I hope I am posting this in the right forum. I have an Orbital Sander with a variable speed setting, well in the manual it says to set the speed according to the grit on the paper but it doesn't say what speed for what grit, I am at a loss here, I have looked every where to find out what I should be setting it at but I alas I cannot find any answers, so hopefully someone out here in LumberJock land will be able to help. thanks a million.


----------



## a1Jim (Aug 9, 2008)

Ditto Katdaddy


----------



## ClintSearl (Dec 8, 2011)

+1 It's just a marketing gimmick. Grit and pressure determine how aggressive it is. Run it at top speed.


----------



## AKSteve (Feb 4, 2012)

Ah ha. I had a feeling that was the case!  thanks for the answers. I usually do run at top speed.


----------



## NiteWalker (May 7, 2011)

I always run mine at top speed.


----------



## wapakfred (Jul 29, 2011)

I found the speed where it felt the smoothest and it's been more-or-less set there since the day I bought it.


----------



## MonteCristo (May 29, 2012)

For sanding wood, max the speed.
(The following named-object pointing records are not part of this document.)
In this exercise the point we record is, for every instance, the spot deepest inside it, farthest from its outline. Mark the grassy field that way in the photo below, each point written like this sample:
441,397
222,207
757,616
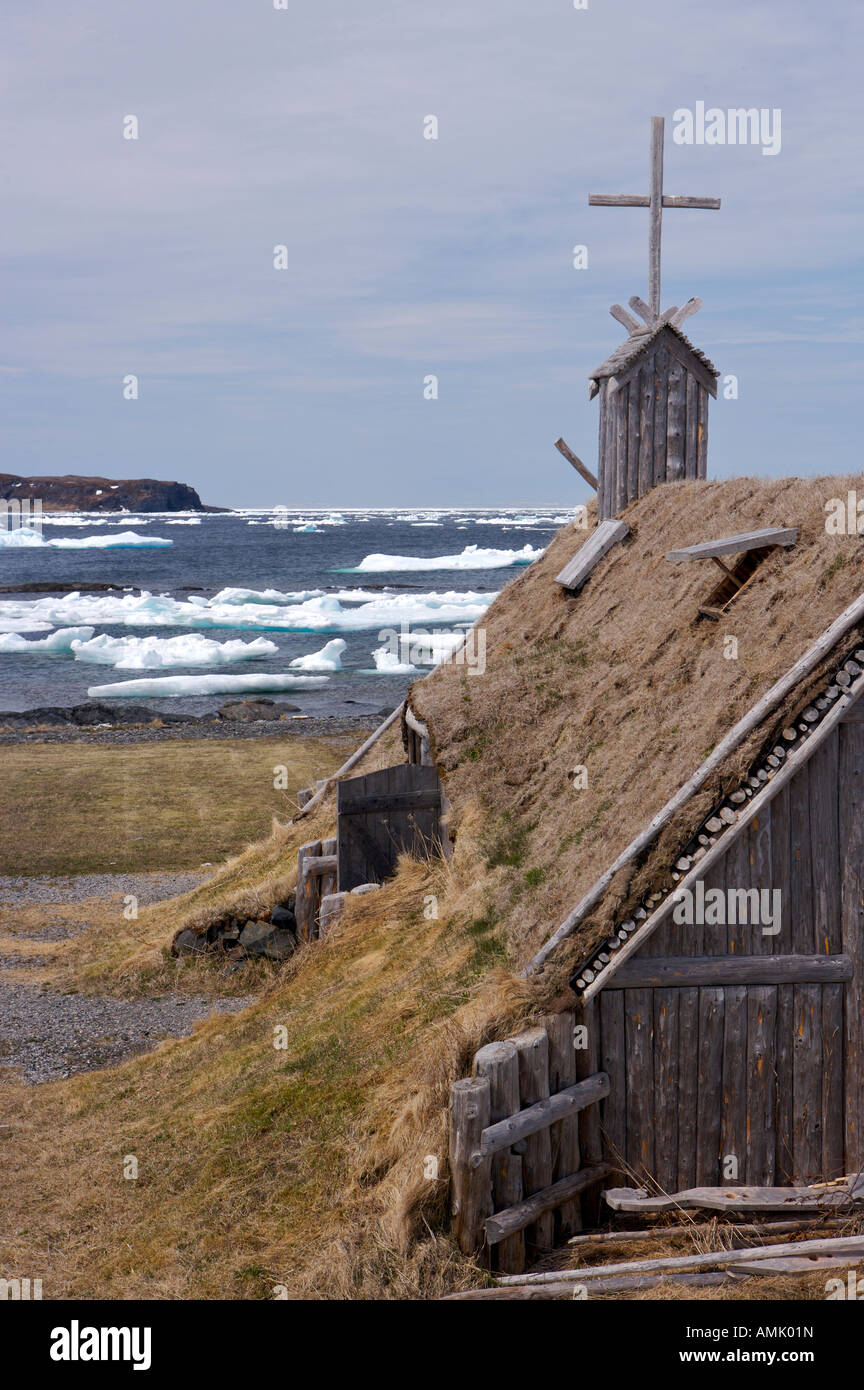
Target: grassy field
90,808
The slower speeds are for other jobs.


----------



## roman (Sep 28, 2007)

it makes for interesting wide results when manuals recommend one thing and the crowds roar another, all of which gain little then the sweet reward of finding honey where bees hang out and getting stung a gazillion times

instant gratification is short lived.

honestly, sharpen your block plane and skip the sanding BS


----------



## roman (Sep 28, 2007)

why do so many people think they can wrap sanding into a machine, likes its some kinda clothes dryer, where you throw the clothes in and they come out clean?

woodworking is "dirty"

it is similar to everything that isnt easy, and remind you of everything you "suck" at


----------